According to pathological manifestations, haemodynamic characteristics, and clinical diagnosis and treatment strategies, PH is divided into five categories: ① pulmonary arterial hypertension (PAH); ② pulmonary hypertension caused by left heart disease; ③ pulmonary hypertension caused by hypoxia and/or lung disease; ④ chronic thromboembolic pulmonary hypertension; and ⑤ pulmonary hypertension caused by multiple mechanisms and/or unknown mechanisms. In recent decades, advances in targeted drug therapy have greatly improved the prognosis of PAH. Because of improved diagnostic methods, the number of patients diagnosed with PH has significantly increased. The United States Registry to Evaluate Early and Long-term pulmonary and Arterial Hypertension Disease Management (REVEAL registry) reported that the 5-year survival rate of patients with PAH was still only 61.2%.[6]

Obstructive sleep apnoea (OSA) is characterized by recurrent episodes of partial or complete collapse of the upper airway during sleep, resulting in reduced (hypopnoea) or absent airflow (apnoea) that lasts for at least 10 s and is associated with either cortical arousal or a fall in blood oxygen saturation.[7] OSA, which is present in approximately 25% of adults in the United States, is the leading cause of excessive daytime drowsiness, as well as a cause of reduced quality of life, impaired job performance, and increased risk of motor vehicle collisions.[7]

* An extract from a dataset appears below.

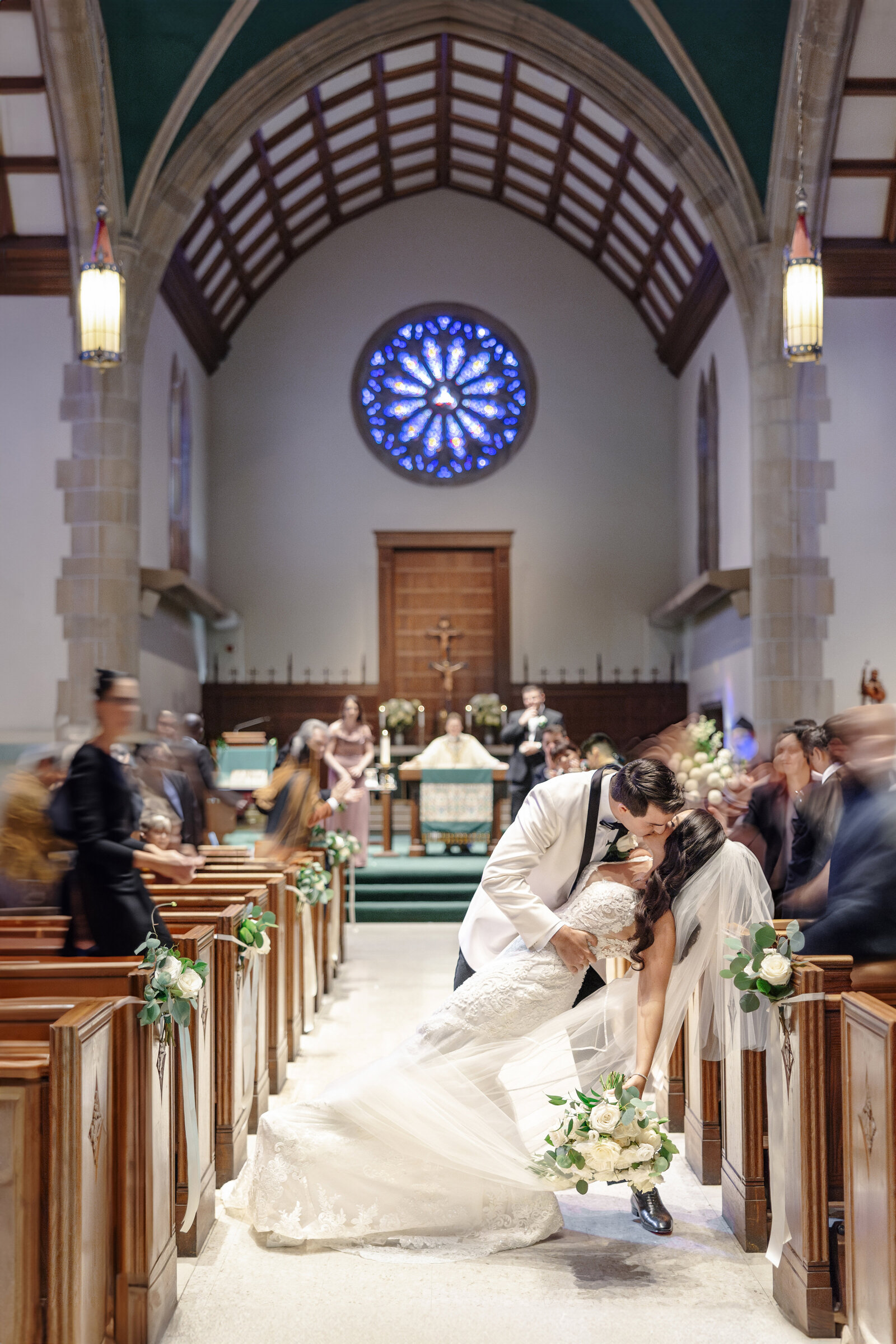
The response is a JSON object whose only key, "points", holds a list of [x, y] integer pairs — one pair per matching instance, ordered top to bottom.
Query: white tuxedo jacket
{"points": [[533, 870]]}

OSA is associated with an increased incidence of hypertension, type 2 diabetes mellitus, atrial fibrillation, heart failure, coronary heart disease, stroke, and death.[8,9] OSA can be diagnosed by either home- or laboratory-based sleep testing, and effective treatments are available. Dumitrascu et al. studied 169 patients with precapillary PH and found 27 patients with OSA.[10] OSA is very common in patients with PH and is associated with disease progression, but the mechanism linking them remains unclear.[11–13]

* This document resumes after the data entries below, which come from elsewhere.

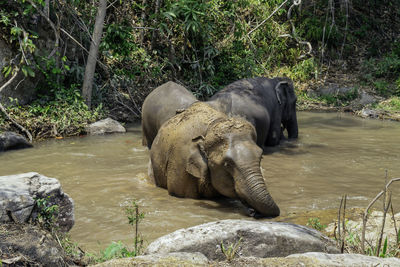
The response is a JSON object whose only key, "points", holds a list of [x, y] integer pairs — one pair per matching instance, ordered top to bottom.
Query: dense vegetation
{"points": [[203, 45]]}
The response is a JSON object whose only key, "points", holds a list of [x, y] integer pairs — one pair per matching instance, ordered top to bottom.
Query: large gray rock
{"points": [[105, 126], [11, 140], [18, 193], [257, 239]]}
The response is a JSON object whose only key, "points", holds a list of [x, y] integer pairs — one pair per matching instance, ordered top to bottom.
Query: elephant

OSA is more common in patients with than without PH. It is currently believed that OSA can cause precapillary PH, which belongs to category III PH, or it can exist as a comorbidity of PH, and the combination of the two has a poor prognosis. In the past, it was generally believed that OSA was mechanistically related to PH, but PH was only seen in a small number of patients with OSA, and their degree of correlation was generally mild. Therefore, OSA is often overlooked in the diagnosis, risk stratification, and treatment of PH. Additionally, there is a lack of research on the relationship between OSA and PH in China. We designed this single-centre study to understand the incidence and clinical characteristics of OSA in patients with pulmonary hypertension in China.